Wer noch nie in der Schweiz war, dürfte vor seinem Flug in das Land von Heidi, Roger Federer und Rolex voller Vorfreude an frische Bergluft denken. Doch beim Ankommen am Flughafen Zürich ist die alpine Luft schnell vergessen: Wenn nach der Ankunftszone die Schiebetüren aufgehen, wird man oft zuerst von Zigaretten-Rauchschwaden begrüsst – sei es beim Ausgang zu den Taxis, zum Shoppingcenter oder zum Bus- und Trambahnhof.
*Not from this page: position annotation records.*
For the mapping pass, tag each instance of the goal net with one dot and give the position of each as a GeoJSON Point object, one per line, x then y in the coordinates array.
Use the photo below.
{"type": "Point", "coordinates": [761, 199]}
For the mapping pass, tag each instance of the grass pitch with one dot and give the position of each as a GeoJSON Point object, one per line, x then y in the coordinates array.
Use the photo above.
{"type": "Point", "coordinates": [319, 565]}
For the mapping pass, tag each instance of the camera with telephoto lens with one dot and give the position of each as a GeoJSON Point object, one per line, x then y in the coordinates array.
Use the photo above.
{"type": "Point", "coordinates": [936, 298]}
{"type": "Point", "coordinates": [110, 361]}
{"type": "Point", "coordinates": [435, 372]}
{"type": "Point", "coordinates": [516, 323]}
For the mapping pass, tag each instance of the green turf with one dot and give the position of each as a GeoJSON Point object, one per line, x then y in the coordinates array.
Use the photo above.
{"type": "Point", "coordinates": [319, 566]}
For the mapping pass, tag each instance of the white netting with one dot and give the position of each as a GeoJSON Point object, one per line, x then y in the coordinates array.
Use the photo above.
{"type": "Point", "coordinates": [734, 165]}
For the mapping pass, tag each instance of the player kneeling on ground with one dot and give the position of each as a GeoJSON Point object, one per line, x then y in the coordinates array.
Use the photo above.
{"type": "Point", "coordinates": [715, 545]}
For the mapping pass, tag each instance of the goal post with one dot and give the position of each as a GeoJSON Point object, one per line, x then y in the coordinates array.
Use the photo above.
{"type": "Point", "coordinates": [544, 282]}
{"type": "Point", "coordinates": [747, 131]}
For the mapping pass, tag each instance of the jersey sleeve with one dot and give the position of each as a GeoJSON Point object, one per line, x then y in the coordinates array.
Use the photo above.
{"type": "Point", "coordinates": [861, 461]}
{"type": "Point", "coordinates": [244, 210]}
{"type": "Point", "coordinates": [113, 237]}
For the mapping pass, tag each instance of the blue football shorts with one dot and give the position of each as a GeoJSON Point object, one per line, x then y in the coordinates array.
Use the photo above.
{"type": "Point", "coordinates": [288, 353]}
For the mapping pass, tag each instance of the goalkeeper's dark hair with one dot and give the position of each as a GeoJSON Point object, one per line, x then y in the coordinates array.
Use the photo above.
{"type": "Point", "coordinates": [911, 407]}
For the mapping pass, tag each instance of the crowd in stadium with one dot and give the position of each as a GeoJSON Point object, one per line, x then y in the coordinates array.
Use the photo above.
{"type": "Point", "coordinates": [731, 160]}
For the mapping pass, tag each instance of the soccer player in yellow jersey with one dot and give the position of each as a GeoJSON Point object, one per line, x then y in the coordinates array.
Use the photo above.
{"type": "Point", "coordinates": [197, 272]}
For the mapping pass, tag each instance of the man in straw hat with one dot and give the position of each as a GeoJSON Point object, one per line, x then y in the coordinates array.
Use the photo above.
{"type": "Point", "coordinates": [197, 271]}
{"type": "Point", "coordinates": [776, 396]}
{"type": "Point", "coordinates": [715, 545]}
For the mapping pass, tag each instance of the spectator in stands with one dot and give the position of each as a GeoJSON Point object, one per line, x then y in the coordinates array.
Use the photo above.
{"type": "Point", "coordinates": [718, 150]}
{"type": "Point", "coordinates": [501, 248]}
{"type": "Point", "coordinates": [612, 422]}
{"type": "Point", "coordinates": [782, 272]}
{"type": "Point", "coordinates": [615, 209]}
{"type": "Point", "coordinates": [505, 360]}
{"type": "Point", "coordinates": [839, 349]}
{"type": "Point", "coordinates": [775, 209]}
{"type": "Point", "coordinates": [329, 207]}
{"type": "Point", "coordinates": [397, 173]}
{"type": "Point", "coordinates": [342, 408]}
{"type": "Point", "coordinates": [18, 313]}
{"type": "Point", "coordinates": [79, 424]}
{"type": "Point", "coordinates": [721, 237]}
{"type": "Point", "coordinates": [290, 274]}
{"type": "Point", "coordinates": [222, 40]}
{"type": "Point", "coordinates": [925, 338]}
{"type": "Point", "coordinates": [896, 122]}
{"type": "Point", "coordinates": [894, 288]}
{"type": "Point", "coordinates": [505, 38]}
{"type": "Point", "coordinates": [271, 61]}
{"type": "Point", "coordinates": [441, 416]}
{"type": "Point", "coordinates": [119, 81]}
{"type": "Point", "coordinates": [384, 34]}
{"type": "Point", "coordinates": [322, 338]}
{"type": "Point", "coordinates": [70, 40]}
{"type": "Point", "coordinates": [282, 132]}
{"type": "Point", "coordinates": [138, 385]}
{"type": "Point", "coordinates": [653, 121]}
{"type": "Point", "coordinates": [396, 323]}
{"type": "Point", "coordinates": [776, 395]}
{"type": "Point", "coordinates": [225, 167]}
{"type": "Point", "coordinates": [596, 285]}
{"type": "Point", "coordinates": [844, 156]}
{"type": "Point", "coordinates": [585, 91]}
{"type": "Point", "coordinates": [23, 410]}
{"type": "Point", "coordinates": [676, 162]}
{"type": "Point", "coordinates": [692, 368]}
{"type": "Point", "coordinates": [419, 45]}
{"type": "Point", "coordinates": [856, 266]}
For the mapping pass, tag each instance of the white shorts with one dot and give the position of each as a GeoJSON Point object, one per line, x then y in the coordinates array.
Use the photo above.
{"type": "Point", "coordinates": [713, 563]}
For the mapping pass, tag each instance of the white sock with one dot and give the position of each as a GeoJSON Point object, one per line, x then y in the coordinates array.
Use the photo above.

«Ich muss jedes Mal husten und bin schockiert, dass die Schweiz keine schärferen Rauchergesetze hat», sagt eine oft in die Schweiz reisende US-Amerikanerin. Tatsächlich beginnen die Raucherzonen in den genannten Bereichen oft unmittelbar neben den Ein- und Ausgängen der Terminals. Die auf dem Boden gezogenen Grenzen sind in der Luft wirkungslos. Und wie ein Augenschein vor Ort diese Woche zeigt, werden selbst die Verbotszonen nicht immer respektiert.
Tatsächlich hat der Flughafen vor einigen Wochen zwei Raucherräume in den Ankunftshallen in Betrieb genommen. Sprecherin Andrea Bärwalde lässt durchblicken, dass man damit auch auf die Bedürfnisse jener Fluggäste Rücksicht nehmen will, die sich durch die paffenden Passagiere gestört fühlen: «Idealerweise findet deshalb das Rauchen nicht unmittelbar bei Ein- und Ausgängen zu unseren Gebäuden statt.» Aktuell betreibt der Flughafen heute 16 Raucher-Lounges. Dabei handelt es sich gewöhnlich um belüftete Räume mit Glastüren, mitten in den Terminals, in denen der Zigarettenkonsum erlaubt ist.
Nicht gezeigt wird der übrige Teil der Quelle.